Le quart d’heure de célébrité n’était pas sensé devenir la norme politique
À grand écran, petit temps de parole. À propos des débats télévisuels

La télévision naquit sous Mon Général. Qui la trouva bien petite mais su l’adopter, par exemple en 68 où, assis et seul, il convoquait ses soutiens dans la rue et dans les urnes. On vit en gros plan sa mine en 69 : la démocratie grandit alors car Mon Général quittait le pouvoir suite à un vote. Les élections de 1977 et 1978 connurent une focale plus large, le changement s’annonçait par les locales. On passait en couleurs mais sur des écrans guère plus grands : il fallut importer du cinéma le split screen pour suivre l’innovation politique qui courait du studio aux places municipales, car l’élu local accédait à l’écran. Le Drian par exemple commença là sa longue carrière de politique professionnel, de l’écran d’FR3 à aujourd’hui ceux des drones tueurs.
La télévision flirta avec le monde numérique exactement, mais rapidement, en mai 1981 où l’on vit s’écrire avec stupeur les lignes Minitel les plus célèbres de la télé. Mais la couleur s’imposa bien vite de préférence aux forums et aux écrans verts, les jingles retinrent bien plus l’attention que la musique des modems. Dommage. La pub sut plaire et ainsi naquirent Tapie et Gainsbarre. Les politiques apprécièrent cette langue d’argent et il se ruèrent à des stages d’appropriation de leur image car il y avait de la place : ce fut l’apogée de la TV, se multiplièrent comme à Cana chaînes et programmes. De l’image à la langue de pub, il n’y eut plus qu’un petit pas : un nombre incroyable de Rubicons furent franchis à l’aide de petites phrases et de punchlines. La démocratie se musclait, disait-on.
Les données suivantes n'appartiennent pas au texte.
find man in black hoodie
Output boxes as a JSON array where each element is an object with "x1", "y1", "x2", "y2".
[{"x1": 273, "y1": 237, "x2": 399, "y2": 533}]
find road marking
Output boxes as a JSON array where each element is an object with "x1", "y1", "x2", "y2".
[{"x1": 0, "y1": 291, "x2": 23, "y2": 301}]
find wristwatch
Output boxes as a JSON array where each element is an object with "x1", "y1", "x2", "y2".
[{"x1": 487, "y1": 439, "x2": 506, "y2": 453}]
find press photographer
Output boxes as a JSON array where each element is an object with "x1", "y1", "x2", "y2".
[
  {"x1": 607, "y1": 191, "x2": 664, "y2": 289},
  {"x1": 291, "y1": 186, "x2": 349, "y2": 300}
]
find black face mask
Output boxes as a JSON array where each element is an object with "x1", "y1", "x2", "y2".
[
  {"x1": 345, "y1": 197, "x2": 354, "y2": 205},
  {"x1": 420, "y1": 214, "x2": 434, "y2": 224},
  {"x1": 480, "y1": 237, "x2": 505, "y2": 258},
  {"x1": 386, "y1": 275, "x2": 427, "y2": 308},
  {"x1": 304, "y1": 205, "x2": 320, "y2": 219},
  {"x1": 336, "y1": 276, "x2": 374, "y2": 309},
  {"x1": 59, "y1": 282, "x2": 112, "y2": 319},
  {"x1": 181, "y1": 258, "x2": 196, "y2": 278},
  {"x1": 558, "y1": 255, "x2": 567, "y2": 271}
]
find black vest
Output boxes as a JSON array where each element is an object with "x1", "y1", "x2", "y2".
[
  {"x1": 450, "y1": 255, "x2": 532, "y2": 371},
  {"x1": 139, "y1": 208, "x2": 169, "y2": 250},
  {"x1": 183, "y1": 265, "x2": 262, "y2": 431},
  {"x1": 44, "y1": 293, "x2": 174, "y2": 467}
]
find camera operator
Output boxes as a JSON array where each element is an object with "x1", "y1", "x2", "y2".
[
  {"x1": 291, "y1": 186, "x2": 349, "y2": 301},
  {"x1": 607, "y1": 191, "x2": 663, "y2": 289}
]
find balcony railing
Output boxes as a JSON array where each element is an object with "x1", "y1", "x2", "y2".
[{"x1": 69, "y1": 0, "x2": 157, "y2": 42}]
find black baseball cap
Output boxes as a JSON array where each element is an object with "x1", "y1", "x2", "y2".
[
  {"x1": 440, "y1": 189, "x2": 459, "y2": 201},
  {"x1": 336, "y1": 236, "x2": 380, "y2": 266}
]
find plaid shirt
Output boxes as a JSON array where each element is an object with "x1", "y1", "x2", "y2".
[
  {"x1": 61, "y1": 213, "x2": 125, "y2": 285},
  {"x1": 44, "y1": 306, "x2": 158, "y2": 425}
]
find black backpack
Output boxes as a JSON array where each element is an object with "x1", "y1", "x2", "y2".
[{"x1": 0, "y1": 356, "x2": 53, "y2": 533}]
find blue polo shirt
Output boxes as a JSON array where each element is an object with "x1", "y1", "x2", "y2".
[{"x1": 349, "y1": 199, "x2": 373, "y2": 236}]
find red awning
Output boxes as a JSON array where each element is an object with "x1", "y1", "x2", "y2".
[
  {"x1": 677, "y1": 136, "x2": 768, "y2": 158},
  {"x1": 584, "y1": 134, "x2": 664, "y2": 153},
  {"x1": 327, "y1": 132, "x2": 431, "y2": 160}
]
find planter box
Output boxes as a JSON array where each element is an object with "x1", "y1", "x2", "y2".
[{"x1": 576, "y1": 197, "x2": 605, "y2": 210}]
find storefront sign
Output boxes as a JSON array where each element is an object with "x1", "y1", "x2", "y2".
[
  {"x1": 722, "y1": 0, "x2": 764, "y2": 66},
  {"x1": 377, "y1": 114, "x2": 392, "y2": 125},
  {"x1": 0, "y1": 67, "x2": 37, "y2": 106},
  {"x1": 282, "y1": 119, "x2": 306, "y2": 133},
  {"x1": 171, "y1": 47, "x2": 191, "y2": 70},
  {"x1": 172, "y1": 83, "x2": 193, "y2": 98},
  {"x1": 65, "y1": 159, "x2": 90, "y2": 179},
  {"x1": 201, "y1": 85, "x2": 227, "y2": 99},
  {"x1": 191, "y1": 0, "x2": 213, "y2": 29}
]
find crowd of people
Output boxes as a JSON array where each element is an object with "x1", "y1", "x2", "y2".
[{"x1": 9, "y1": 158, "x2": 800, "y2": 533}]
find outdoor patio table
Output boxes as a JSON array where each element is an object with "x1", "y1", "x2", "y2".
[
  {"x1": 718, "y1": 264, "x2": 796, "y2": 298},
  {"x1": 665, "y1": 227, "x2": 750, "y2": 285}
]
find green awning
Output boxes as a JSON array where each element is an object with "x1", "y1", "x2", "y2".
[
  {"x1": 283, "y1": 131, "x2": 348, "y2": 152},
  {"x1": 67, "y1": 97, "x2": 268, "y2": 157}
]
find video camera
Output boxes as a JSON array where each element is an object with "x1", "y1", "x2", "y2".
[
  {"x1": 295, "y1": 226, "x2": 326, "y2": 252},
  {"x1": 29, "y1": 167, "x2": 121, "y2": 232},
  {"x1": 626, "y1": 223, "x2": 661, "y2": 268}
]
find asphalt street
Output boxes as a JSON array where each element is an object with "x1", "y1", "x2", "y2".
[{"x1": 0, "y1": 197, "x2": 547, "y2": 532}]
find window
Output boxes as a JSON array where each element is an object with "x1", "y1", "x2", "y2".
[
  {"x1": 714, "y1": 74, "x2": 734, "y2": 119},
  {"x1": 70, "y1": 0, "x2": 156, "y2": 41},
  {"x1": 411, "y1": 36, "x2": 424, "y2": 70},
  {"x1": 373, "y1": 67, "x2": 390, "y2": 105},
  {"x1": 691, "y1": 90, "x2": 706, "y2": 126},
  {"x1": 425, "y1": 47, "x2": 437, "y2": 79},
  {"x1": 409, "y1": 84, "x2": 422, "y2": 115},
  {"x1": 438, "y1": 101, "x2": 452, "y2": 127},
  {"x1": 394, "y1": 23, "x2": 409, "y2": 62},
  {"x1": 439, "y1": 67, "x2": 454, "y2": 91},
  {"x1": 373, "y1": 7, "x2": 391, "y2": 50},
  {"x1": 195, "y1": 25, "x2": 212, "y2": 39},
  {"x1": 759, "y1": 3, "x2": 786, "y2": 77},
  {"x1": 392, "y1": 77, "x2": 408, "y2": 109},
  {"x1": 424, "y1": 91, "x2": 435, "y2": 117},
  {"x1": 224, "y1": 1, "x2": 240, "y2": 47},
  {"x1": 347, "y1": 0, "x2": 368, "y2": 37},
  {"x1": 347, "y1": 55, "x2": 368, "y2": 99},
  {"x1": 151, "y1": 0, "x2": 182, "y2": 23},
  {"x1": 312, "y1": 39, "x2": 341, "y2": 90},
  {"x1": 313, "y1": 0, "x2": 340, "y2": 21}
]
Alors Le Pen gagna à être connu car les courts mensonges répétés devinrent plus difficiles à combattre que les lénifiants discours d’antan. Le banc-titre remplaçait les gros titres, le bandeau déroulant alertait en permanence.
Nous attendions comme une finale de foot le débat du deuxième tour de la présidentielle et nous nous habituâmes aux soirées électorales avec des plateaux à six ou huit invités, eux passant d’ailleurs par magie d’une chaine à l’autre. Nous, nous zappions alors sur Canal où une toute nouvelle histoire politique se racontait, chaque soir, aux Guignols. Nous en parlions dans le réseau social de la machine à café.

Puis les écrans s’agrandirent subitement avec les technologies LCD et plasma, la définition de l’image grimpa en flèche jusqu’à l’HD, les chaines se mirent en bouquets et en boxes qui imposèrent le zapping permanent : si les Guignols disparurent, on vit soudain des débats télévisuels chronométrés alignant parfois une bonne dizaine de candidats dans des décors dignes des plus grands jeux télévisuels. Ils étaient mis en images à grand renfort de jingles, de ralentis et de mouvements de Luna, exactement comme au cinéma. La politique passait cette fois à l’action !, et sur des télés d’un mètre cinquante de large !

Ainsi pourrions-nous mettre en parallèle la croissance de la taille des écrans télé et la vigueur de la démocratie, jusqu’à en tirer cet axiome : Télé plus large, plus de candidats ; chaines nombreuses, démocratie heureuse.
Il n’en est rien. Car d’autres forces sont à l’œuvre, et les plus vieilles d’entre elles, voyons Chomsky. En fait, plus l’écran est plat, plus la démocratie est à plat… Il y donc du vain à s’indigner que 34 candidats ne passent pas dans l’écran géant : la logique est viciée et la foire d’empoigne pour quelques secondes à l’image tourne cette fois au grotesque. Le quart d’heure de célébrité n’était pas sensé devenir la norme politique.
Sans rester derrière ou devant l’écran, les démocrates se tourneront donc vers d’autres combats, d’autres solutions. Au premier plan d’entre elles, la discussion de proximité, l’exemple individuel et l’appropriation d’idées. Ensuite la volonté de réclamer, de multiplier et de pérenniser des formes de démocratie locale en s’y investissant. Aussi par le dévoilement de toute la corruption, de toutes les petites corruptions qui gauchissent la morale et droitisent la République. Enfin par l’expression haute et tenue de valeurs humaines : ce sont elles qui font à nouveau bouger le citoyen.